Biographie

Né roi de Grèce dans un contexte politique instable, Constantin II incarne la fin de la monarchie hellénique au XXe siècle. Souverain malgré lui, contraint à l’exil, il demeure une figure centrale de l’histoire institutionnelle grecque contemporaine.


Parcours

Né le 2 juin 1940 à Psychikó, près d’Athènes, Constantin de Grèce est le fils du roi Paul Ier et de la reine Frederika de Hanovre. Éduqué en Grèce puis au Royaume-Uni, il reçoit une formation militaire complète au sein des forces armées grecques. Athlète accompli, il remporte en 1960 la médaille d’or olympique en voile, catégorie Dragon, aux Jeux de Rome. Il accède au trône le 6 mars 1964, à l’âge de 23 ans, succédant à son père dans un climat politique marqué par l’instabilité parlementaire et les tensions entre civils et militaires. Son règne débute sous un régime constitutionnel fragile, avec une succession rapide de gouvernements et une polarisation croissante de la vie politique.

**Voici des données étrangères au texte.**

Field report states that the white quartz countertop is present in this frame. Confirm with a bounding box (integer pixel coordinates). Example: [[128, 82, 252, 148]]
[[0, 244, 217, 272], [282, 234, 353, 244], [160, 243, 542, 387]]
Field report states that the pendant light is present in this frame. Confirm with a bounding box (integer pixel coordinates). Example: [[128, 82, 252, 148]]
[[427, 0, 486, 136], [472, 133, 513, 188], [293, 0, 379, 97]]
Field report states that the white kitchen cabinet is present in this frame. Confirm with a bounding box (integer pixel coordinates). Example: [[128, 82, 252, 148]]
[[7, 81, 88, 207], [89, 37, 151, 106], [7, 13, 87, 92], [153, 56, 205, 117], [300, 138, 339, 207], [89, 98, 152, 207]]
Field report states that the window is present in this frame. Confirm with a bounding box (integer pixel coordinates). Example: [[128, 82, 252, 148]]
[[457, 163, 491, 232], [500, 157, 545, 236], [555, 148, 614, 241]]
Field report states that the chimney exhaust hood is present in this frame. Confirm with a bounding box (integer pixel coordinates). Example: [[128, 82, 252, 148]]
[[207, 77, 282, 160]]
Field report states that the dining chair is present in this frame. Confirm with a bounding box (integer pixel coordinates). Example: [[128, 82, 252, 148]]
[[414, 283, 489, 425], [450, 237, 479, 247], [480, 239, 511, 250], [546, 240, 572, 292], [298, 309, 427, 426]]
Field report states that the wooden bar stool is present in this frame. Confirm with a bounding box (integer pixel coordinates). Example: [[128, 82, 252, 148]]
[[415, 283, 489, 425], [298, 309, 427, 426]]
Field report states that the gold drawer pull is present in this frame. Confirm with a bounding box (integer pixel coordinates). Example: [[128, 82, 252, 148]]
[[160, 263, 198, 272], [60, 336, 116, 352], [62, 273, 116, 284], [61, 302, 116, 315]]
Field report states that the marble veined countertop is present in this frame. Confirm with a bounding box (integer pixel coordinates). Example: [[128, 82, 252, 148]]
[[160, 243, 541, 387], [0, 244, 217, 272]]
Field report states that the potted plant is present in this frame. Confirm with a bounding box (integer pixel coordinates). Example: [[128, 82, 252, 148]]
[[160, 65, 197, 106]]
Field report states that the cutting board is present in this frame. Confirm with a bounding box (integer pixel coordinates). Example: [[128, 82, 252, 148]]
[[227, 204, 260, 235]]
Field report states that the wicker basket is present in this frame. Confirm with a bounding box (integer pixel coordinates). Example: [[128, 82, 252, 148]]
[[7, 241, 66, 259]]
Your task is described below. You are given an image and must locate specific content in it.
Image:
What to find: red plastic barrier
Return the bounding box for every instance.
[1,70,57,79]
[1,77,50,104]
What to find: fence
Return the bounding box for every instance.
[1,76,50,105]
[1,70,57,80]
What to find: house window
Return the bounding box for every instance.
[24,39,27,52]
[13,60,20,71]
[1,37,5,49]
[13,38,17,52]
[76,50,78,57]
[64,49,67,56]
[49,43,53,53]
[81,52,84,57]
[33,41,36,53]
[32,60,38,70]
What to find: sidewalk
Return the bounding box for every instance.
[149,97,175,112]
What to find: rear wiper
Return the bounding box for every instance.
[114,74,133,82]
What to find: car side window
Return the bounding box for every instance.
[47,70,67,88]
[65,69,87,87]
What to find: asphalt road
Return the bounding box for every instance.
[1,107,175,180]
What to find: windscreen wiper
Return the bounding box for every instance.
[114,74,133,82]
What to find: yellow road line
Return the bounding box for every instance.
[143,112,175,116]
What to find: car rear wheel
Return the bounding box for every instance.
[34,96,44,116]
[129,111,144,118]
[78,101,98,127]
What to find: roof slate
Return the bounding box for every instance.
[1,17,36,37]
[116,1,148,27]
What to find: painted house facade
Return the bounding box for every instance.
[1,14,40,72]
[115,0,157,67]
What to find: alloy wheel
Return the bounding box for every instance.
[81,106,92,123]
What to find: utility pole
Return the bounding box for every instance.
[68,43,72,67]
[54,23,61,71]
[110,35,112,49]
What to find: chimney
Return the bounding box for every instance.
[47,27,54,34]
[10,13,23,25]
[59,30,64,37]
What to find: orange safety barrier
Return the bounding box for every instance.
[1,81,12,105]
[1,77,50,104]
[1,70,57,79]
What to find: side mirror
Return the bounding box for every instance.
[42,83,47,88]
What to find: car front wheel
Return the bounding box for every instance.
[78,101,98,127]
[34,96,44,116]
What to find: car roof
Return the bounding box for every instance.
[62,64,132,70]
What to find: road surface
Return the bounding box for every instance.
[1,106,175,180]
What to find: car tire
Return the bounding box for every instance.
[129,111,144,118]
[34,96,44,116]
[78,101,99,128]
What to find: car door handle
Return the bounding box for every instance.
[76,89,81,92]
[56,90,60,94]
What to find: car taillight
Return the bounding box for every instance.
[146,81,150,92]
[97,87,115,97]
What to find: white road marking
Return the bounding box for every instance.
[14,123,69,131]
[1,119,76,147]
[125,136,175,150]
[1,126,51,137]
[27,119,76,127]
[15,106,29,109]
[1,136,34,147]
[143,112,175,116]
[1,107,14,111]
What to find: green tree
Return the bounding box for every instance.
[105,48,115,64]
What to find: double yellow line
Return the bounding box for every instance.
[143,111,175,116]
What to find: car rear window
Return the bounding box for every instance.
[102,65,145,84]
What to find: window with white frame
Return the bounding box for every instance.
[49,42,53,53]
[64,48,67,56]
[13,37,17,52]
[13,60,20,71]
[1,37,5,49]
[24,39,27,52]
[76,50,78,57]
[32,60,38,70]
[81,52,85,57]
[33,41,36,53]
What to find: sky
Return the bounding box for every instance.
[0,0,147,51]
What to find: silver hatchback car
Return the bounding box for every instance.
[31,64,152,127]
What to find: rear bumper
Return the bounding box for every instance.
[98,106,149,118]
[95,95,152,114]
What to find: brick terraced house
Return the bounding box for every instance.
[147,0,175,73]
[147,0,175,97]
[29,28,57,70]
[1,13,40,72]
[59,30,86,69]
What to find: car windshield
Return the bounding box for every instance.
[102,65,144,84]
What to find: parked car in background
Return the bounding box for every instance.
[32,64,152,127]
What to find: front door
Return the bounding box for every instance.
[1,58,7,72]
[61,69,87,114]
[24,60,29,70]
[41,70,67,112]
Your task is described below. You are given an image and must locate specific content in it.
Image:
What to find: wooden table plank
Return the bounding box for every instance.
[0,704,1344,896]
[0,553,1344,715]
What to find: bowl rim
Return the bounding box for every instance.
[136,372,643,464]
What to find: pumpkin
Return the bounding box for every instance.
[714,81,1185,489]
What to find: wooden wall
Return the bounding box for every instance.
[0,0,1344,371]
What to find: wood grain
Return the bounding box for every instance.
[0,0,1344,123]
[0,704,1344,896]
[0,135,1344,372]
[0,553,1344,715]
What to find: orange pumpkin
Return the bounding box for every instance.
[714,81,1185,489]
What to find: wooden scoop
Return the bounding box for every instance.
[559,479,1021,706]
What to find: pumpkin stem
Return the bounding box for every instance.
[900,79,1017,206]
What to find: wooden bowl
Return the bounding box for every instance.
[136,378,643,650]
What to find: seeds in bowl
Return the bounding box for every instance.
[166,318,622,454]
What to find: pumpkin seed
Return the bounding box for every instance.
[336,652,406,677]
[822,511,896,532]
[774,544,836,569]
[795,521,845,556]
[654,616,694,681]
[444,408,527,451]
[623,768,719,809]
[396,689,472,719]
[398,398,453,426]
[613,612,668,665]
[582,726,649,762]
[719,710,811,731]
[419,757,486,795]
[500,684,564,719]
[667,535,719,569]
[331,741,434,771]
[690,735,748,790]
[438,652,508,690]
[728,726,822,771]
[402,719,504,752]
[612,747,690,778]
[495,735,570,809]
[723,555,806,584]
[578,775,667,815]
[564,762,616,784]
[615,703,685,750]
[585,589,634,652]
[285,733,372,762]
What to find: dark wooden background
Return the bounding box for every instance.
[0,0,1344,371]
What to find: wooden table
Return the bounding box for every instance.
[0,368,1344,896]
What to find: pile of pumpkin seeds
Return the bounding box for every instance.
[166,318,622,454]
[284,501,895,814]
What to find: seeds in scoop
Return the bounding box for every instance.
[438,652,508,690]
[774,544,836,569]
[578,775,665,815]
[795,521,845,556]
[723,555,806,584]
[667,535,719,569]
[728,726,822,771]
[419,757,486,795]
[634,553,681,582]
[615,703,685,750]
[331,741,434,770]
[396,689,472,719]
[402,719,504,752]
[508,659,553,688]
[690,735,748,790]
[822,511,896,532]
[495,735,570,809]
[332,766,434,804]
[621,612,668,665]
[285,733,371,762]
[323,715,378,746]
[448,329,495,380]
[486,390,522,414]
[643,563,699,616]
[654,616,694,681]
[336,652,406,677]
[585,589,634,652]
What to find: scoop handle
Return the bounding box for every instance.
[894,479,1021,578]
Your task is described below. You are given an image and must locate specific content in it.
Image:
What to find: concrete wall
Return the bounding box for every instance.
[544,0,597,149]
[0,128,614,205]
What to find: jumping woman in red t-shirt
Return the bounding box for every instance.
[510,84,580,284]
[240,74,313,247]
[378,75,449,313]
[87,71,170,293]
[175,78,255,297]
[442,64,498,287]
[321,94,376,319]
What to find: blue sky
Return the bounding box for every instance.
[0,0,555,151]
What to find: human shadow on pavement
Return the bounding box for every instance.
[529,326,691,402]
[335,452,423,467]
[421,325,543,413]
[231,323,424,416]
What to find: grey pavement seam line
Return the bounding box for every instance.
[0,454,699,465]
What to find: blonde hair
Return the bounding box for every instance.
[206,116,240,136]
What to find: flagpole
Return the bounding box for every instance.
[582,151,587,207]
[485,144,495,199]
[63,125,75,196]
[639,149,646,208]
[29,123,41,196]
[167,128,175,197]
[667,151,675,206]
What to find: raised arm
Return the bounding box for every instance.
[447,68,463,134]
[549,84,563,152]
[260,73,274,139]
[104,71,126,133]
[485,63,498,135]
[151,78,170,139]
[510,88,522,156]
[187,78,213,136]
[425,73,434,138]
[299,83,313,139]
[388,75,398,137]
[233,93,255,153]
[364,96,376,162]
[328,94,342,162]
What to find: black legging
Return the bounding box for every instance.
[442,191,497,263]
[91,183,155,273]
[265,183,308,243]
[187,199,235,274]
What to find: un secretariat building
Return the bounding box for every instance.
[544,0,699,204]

Le 21 avril 1967, un coup d’État militaire renverse le gouvernement civil. Constantin II tente dans un premier temps de composer avec la junte, avant d’organiser un contre-coup d’État le 13 décembre 1967, qui échoue. Contraint de quitter le pays, il s’exile avec sa famille, d’abord à Rome puis à Londres. En 1973, la junte militaire abolit officiellement la monarchie. Après la chute du régime des colonels, un référendum organisé en décembre 1974 confirme l’instauration de la république. Constantin II ne renonce jamais formellement à ses droits dynastiques, mais vit durablement à l’étranger. Il ne revient régulièrement en Grèce qu’à partir des années 2000, après la résolution partielle de litiges patrimoniaux avec l’État grec.


Controverse

Le rôle de Constantin II lors du coup d’État militaire de 1967 demeure controversé. Son acceptation initiale de prêter serment au gouvernement issu de la junte a été interprétée par ses détracteurs comme une légitimation du régime. Le contre-coup d’État manqué de décembre 1967 est, à l’inverse, présenté par ses partisans comme une tentative tardive de rétablir l’ordre constitutionnel. Ces événements ont durablement affecté son image publique en Grèce.


Repères chronologiques

1940 : naissance à Psychikó, Grèce
1960 : médaille d’or olympique de voile à Rome
1964 : accession au trône de Grèce
1967 : coup d’État militaire et échec du contre-coup royal
1967 : départ en exil
1973 : abolition officielle de la monarchie
1974 : référendum confirmant la république
2013 : retour durable en Grèce
2023 : décès à Athènes


Vie personnelle et engagements

Constantin II épouse en 1964 la princesse Anne-Marie de Danemark, sœur de la reine Margrethe II. Le couple a cinq enfants : Alexia, Pavlos, Nikolaos, Theodora et Philippos. La famille vit principalement en exil après 1967, entre l’Italie et le Royaume-Uni, avant de s’installer durablement à Londres. Malgré la perte de son trône, Constantin conserve un rôle actif au sein des cercles royaux européens, participant à de nombreuses cérémonies familiales et officielles, sans fonction politique reconnue.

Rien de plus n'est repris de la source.